The newest work by Mexican composer Enrico Chapela is toured by the Britten Sinfonia in April, as part of a tango-based programme with bandoneon-player Marcelo Nisinman. Chapela, who signed with Boosey & Hawkes in 2008, has been attracting attention for his scores which combine contemporary techniques with Latin-American colour and verve. Chapela's new work, Nanobots, was co-commissioned by Britten Sinfonia and Wigmore Hall, and premiere performances on the tour include Bury St Edmunds (11 April), Cambridge (12 April), the Wigmore Hall in London (13 April, 1.00 pm) and Norwich (15 April). The Cambridge concert will be recorded for broadcast by BBC Radio 3.
The nanobots of the title are microscopic machines, measured in nanometres (a billionth of a metre), which are still in experimental development but look set to revolutionise the fields of medicine, electronics and chemistry. Chapela reflects the idea of assembling structures from miniscule elements, both in his musical ideas and in the overall shape of the work: a sequence of seven movements each only a minute in duration. Just as the nanobots could be built from the smallest components, like atoms combined to form molecules, so Chapela has constructed his miniatures from the briefest musical fragments. Nanobots is scored for a mixed instrumental quintet with violin, cello, double bass and piano led by the bandoneon, the Argentinian concertina familiar from tango nuevo music.
Chapela writes about the challenges of composing for bandoneon with its own secretive codes: "I knew and loved this sound from my Astor Piazzolla recordings, of course, but had no idea whatsoever of the working principles of such an instrument. In panic, I sought the help of a former student and friend who happens to be one of the bandoneon players in the Mexican Tango Orchestra. With his help (and endless hours of head-scratching) I cracked the code that governs the key positioning system. I then realized that I had to use the resultant pitches from this code to compose, not only to make it playable on the bandoneon, but also to reveal the crazy pitch architecture that bandoneon players have in their heads. So, the tango instrument became the central axis that the other instruments gravitate towards, letting the harmonies be dictated by its fingerings."
Other works by Enrico Chapela (b.1974) demonstrate the range of his interests and output.
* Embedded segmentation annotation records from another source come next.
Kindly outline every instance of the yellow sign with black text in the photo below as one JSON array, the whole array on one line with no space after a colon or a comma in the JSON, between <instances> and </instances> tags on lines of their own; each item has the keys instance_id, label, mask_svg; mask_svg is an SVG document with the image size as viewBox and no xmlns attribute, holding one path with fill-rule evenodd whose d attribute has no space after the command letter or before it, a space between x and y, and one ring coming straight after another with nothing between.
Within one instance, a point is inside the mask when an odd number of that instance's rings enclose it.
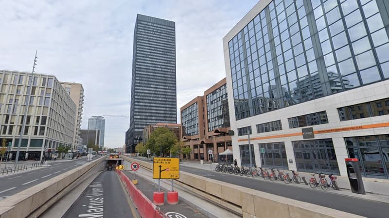
<instances>
[{"instance_id":1,"label":"yellow sign with black text","mask_svg":"<svg viewBox=\"0 0 389 218\"><path fill-rule=\"evenodd\" d=\"M179 179L178 158L154 157L153 162L153 179Z\"/></svg>"}]
</instances>

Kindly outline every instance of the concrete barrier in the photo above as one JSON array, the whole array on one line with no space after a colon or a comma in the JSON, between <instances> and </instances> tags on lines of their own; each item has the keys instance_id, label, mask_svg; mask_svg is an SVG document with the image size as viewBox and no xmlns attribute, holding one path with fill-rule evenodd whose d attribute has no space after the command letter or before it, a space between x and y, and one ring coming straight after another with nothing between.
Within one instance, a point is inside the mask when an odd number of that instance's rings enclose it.
<instances>
[{"instance_id":1,"label":"concrete barrier","mask_svg":"<svg viewBox=\"0 0 389 218\"><path fill-rule=\"evenodd\" d=\"M62 197L57 195L105 159L100 157L7 198L0 205L0 218L37 217L44 211L41 207L49 207L55 202L51 199Z\"/></svg>"},{"instance_id":2,"label":"concrete barrier","mask_svg":"<svg viewBox=\"0 0 389 218\"><path fill-rule=\"evenodd\" d=\"M129 162L136 161L142 167L152 171L152 163L128 157L124 157L124 159ZM202 191L204 194L219 198L220 201L212 201L216 204L227 207L223 202L228 202L240 207L242 209L241 215L244 218L363 217L186 172L180 171L180 178L177 180L184 185ZM208 198L208 200L212 199L212 198ZM238 210L234 211L238 211Z\"/></svg>"}]
</instances>

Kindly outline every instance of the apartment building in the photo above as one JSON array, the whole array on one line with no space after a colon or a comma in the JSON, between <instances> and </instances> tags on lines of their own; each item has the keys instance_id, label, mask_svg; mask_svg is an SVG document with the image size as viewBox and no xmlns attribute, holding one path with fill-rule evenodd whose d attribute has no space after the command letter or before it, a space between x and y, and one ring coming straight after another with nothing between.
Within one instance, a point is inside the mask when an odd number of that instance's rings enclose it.
<instances>
[{"instance_id":1,"label":"apartment building","mask_svg":"<svg viewBox=\"0 0 389 218\"><path fill-rule=\"evenodd\" d=\"M212 157L218 161L219 154L232 149L231 136L227 135L230 127L226 82L224 78L180 109L182 140L193 152L191 159Z\"/></svg>"},{"instance_id":2,"label":"apartment building","mask_svg":"<svg viewBox=\"0 0 389 218\"><path fill-rule=\"evenodd\" d=\"M261 0L223 38L233 156L389 179L387 1ZM378 179L379 180L379 179Z\"/></svg>"},{"instance_id":3,"label":"apartment building","mask_svg":"<svg viewBox=\"0 0 389 218\"><path fill-rule=\"evenodd\" d=\"M82 144L79 142L80 140L80 130L81 128L82 112L84 109L84 88L80 83L74 82L60 82L65 88L65 91L70 95L71 100L76 104L76 122L74 124L74 132L73 134L73 150L79 151Z\"/></svg>"},{"instance_id":4,"label":"apartment building","mask_svg":"<svg viewBox=\"0 0 389 218\"><path fill-rule=\"evenodd\" d=\"M19 159L50 157L58 146L73 143L75 104L55 76L32 76L26 72L0 70L0 138L11 145L8 158L12 159L15 158L27 102Z\"/></svg>"}]
</instances>

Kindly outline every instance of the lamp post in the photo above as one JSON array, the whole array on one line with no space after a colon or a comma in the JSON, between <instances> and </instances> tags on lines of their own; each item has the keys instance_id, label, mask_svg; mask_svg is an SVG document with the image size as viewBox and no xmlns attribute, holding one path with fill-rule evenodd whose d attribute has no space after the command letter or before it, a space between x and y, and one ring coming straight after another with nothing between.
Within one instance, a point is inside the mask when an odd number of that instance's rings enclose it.
<instances>
[{"instance_id":1,"label":"lamp post","mask_svg":"<svg viewBox=\"0 0 389 218\"><path fill-rule=\"evenodd\" d=\"M28 81L28 88L27 88L27 97L26 101L26 108L24 109L24 116L23 117L23 124L21 125L21 129L20 129L20 134L19 136L19 141L18 143L18 150L16 151L16 157L15 157L15 167L18 166L18 161L19 160L19 153L20 151L20 146L21 146L21 140L23 138L23 134L24 132L24 127L26 126L26 122L27 121L27 111L28 111L28 106L30 104L30 98L31 96L31 86L32 86L32 81L34 79L34 72L35 70L35 65L36 65L36 59L38 57L36 57L36 54L38 53L38 50L35 52L35 58L34 59L34 65L33 65L33 71L31 75L31 78ZM43 148L42 152L43 153ZM42 158L42 154L41 153L41 159Z\"/></svg>"},{"instance_id":2,"label":"lamp post","mask_svg":"<svg viewBox=\"0 0 389 218\"><path fill-rule=\"evenodd\" d=\"M251 144L250 142L250 132L247 131L247 138L248 140L248 155L250 156L250 168L252 168L252 157L251 157Z\"/></svg>"}]
</instances>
His orchestral football fantasy Ínguesu, which maps the 1999 FIFA Confederations Cup final in which Mexico upset Brazil, has been travelling widely including festival appearances at Tanglewood, Cabrillo and Warsaw Autumn. His concerto for rock trio and orchestra Noctámbulos grows from an astrological plan to capture the cosmic rhythm of the spheres, while Irrational for chamber orchestra examines the coded energy of mathematics. Chapela's Los Angeles Philharmonic commission Li Po grew out of Mexican and Chinese poetry, while his most recent orchestral work Genómica Mestiza took as its starting point the mapping of genetic groupings to build a musical celebration of Mexico's ethnic diversity.
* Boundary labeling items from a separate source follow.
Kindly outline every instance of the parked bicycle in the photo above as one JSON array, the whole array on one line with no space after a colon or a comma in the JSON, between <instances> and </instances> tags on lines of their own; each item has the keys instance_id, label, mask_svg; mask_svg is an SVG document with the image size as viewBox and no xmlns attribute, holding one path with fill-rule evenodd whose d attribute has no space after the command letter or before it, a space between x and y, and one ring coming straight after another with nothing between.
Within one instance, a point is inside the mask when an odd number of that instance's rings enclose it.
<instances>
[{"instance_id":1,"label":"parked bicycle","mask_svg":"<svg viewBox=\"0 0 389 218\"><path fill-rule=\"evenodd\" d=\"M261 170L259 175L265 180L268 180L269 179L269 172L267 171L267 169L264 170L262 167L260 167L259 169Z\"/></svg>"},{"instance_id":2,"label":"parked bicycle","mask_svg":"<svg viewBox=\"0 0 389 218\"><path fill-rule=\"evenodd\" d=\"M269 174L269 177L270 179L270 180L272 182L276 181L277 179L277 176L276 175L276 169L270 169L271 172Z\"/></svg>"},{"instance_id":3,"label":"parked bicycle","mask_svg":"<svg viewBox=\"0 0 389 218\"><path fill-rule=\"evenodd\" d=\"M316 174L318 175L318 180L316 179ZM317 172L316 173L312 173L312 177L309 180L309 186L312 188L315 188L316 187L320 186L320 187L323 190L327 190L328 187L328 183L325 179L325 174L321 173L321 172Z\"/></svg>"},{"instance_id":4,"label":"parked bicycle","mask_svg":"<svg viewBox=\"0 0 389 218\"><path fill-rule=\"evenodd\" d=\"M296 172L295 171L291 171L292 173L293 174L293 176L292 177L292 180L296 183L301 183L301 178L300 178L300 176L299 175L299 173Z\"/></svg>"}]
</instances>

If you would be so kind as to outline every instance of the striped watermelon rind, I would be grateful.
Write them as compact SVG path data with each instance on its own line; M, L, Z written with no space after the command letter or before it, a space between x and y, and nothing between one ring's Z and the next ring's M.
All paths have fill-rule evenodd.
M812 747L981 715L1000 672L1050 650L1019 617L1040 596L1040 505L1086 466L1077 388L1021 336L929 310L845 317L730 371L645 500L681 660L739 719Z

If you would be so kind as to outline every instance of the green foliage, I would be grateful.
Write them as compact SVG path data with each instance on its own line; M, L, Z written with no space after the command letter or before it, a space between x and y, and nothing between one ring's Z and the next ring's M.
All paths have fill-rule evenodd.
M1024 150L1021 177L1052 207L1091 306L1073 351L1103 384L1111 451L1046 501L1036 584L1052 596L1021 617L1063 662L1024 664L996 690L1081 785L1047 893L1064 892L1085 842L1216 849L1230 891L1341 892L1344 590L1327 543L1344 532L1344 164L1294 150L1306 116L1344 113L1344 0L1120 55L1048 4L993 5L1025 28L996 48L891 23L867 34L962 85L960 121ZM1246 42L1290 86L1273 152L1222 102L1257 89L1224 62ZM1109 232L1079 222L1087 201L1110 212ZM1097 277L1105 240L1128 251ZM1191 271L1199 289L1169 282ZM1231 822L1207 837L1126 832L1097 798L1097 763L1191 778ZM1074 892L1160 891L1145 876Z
Chapela's current projects include Magnetar, a new concerto for electric cello and orchestra, commissioned by the Los Angeles Philharmonic, Orquestra Sinfonica do Estado de Sao Paulo and City of Birmingham Symphony Orchestra. The premiere is scheduled at Walt Disney Hall on 20 October conducted by Gustavo Dudamel with German cellist Johannes Moser as soloist, followed by a San Francisco guest performance by the LA Philharmonic on 23 October.